Please, if any one has received this error in the past and found a solution, would they please let me know.

Thanks very much in advance,

:)
 
I too am getting the same error message (a00084f8 HEX) while attempting to backup my remote servers. They say backing up remote servers over the WAN is not a good idea but I have no choice. One of our remote sites is a 100mb OC3 fiber MAN connection. I don't think this should be an issue. I have done the registry changes, run the beengine and remote piece in debug mode. The debug mode locks up and never aborts. I am in the process of running a utility called TDImon which captures packets for displaying and anaylizing at the request of Veritas support. Doing this took so much control and resource that nobody could logon at the remote site. Wits end is comming soon.
Good luck to all and if I get it resolved I will certainly share it with you.
 
Hi all. Just an update on our remote agent problems...

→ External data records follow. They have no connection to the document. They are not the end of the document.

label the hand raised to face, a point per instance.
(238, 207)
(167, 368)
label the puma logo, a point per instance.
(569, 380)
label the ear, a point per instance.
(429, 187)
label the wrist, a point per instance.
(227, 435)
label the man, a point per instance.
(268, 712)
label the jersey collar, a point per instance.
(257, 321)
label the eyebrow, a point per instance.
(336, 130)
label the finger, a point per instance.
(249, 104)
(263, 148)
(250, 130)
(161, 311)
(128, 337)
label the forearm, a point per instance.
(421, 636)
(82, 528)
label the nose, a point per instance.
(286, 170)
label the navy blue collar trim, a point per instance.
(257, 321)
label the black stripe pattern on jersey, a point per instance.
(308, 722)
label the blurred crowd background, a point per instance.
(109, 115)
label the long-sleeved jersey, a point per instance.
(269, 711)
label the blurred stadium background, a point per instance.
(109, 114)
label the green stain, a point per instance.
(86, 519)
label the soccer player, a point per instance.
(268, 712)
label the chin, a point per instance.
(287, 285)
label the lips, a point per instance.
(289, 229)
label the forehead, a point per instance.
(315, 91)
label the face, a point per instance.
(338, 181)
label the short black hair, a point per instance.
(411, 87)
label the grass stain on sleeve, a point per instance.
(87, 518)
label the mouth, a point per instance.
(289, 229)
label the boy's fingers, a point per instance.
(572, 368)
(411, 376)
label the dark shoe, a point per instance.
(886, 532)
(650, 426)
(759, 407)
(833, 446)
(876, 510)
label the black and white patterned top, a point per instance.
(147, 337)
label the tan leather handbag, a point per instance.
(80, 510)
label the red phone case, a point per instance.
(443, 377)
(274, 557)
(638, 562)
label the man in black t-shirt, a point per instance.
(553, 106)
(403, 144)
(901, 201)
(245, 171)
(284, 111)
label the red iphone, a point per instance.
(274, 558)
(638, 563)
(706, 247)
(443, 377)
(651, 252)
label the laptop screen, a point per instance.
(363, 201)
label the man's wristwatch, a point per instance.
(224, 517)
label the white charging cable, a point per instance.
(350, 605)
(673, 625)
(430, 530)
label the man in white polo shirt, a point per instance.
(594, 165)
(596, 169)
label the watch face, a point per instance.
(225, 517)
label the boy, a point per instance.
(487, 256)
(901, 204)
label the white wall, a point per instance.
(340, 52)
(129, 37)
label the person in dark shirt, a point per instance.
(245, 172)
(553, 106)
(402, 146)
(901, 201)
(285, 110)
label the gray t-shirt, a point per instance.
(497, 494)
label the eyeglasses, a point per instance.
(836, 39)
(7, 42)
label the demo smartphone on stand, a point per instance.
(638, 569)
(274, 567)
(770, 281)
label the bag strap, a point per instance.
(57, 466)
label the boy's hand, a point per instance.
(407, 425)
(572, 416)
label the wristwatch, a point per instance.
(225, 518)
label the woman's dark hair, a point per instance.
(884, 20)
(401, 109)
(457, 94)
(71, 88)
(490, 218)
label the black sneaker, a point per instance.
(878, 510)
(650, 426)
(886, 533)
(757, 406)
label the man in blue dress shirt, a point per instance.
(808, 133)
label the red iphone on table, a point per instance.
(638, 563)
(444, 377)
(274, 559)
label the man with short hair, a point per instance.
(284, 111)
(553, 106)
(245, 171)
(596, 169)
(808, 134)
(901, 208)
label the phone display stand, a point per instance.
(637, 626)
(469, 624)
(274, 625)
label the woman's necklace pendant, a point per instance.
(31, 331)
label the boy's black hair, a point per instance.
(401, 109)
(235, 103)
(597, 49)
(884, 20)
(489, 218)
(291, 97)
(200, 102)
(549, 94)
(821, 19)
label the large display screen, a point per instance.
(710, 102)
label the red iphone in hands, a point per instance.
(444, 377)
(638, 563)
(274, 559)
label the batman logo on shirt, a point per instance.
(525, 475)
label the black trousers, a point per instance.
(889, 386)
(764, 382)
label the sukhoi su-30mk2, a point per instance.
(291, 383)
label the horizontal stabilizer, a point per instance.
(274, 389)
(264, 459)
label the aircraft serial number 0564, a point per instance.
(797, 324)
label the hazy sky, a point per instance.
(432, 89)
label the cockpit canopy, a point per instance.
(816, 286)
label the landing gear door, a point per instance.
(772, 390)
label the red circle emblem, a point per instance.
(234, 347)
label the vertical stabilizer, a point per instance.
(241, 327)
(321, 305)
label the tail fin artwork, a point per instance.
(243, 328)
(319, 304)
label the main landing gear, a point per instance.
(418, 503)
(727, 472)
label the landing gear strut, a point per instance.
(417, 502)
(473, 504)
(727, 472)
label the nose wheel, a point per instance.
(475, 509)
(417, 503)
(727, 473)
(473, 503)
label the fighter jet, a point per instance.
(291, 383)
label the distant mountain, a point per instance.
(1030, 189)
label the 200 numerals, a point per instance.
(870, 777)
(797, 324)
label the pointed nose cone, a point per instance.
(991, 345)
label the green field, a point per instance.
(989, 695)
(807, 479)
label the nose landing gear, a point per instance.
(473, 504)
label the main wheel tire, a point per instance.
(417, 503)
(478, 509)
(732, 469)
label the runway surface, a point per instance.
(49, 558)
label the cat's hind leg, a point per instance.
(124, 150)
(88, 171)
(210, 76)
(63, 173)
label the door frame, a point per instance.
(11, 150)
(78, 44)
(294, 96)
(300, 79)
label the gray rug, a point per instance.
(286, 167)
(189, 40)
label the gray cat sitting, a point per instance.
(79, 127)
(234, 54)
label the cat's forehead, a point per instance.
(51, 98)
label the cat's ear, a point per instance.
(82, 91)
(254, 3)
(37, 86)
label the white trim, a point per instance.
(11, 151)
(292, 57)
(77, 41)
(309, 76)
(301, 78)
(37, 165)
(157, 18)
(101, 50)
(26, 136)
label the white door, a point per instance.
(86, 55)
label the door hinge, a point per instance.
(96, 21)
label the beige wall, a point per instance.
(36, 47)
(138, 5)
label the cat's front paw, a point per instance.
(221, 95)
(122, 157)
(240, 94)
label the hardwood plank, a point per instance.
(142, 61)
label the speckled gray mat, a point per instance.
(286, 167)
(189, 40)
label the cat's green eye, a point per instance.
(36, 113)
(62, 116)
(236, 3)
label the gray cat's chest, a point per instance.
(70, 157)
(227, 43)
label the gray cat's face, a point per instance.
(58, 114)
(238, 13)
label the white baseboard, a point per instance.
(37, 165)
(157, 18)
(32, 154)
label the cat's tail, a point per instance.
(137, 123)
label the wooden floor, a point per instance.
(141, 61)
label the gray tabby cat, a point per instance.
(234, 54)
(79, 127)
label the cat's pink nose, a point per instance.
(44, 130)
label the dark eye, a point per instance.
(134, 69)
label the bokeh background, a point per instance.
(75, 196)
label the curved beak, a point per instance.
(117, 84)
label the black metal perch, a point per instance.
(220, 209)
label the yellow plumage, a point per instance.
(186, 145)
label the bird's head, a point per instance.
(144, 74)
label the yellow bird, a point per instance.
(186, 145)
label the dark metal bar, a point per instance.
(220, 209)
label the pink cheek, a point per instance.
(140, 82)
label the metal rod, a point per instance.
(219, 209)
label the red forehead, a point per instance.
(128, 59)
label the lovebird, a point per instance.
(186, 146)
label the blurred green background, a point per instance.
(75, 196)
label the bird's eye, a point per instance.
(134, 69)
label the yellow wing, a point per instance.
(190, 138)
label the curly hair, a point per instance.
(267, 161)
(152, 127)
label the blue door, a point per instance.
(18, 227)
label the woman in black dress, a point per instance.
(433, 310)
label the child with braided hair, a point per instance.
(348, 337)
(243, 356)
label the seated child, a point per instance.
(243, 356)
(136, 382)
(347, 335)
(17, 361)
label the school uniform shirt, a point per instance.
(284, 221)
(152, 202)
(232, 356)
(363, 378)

Our problem was not with the dual NIC teaming or the switch port settings as suggested to me by Veritas - we needed to make switch ACL changes to allow communication in both directions across our VLANS - when I did the install and started testing, I could communicate with the remote server to do the agent install upstream but all jobs would fail with the comm error when the agent tried to send the data downstream. In order to keep the port range fairly granular rather than open it up totally, and even though we weren't dealing with a firewall in this case, we opted to try the recommended 'Firewall' port settings from the Admin Guide - 50 ports for the media server and 25 for the remote agent. Now the ACL changes are in, I have the NIC teaming reinstalled and the backups are working perfectly. Both the media server NICs and the remote server running the agents are dual NIC'd, running them in 'failover' mode on both ends. We left the switch port settings as 100/Full Duplex however.

One thing to watch out for is the account that you use for remote backups - make sure you use 'system account' for the remote agent service login info - I made the mistake of using a service account with Administrator privs as the account for the remote backup - the system account is a local administrator of the remote server so therefore can access any file on the remote box - a service account that you set up may not have the desired permissions on the files that you want to back up - files not backed up because the remote agent can't access them comes back as an error too.
 
I finally got it working for my remote sites. I went through the registry changes, assigning it to a specific NIC card, setting the switches routers and NIC cards to 100 full duplex, on and on and on..... What I found was a router that was dropping packets due to not having enough ram for buffering. When the buffer filled it would simply drop packets. This is OK for most IP traffic but with BE 9.0 they use the Network Data Management Protocol, which is very unforgiving when it comes to dropped packets. So if you are having the communications error while trying to back up remote sites, do some really heavy analyzing of your equipment in route to those sites. The performance is well worth the effort when comming from BE 7.3
 
I had a customer that recently installed Veritas Backup Exec 9.0. Since that time, they would routinely get an error backup one of their Windows 2000 servers. The error would remain the same: , but it would happen on different servers on a nightly basis. After fighting with Veritas a good length of time, they finally admitted that there was a communication issues with their product. It seems that the Media Server would attempt the talk to the Remote Agents on a Port that it already had open but had not closed. To resolve this issue they had me make the following changes on the Media Server.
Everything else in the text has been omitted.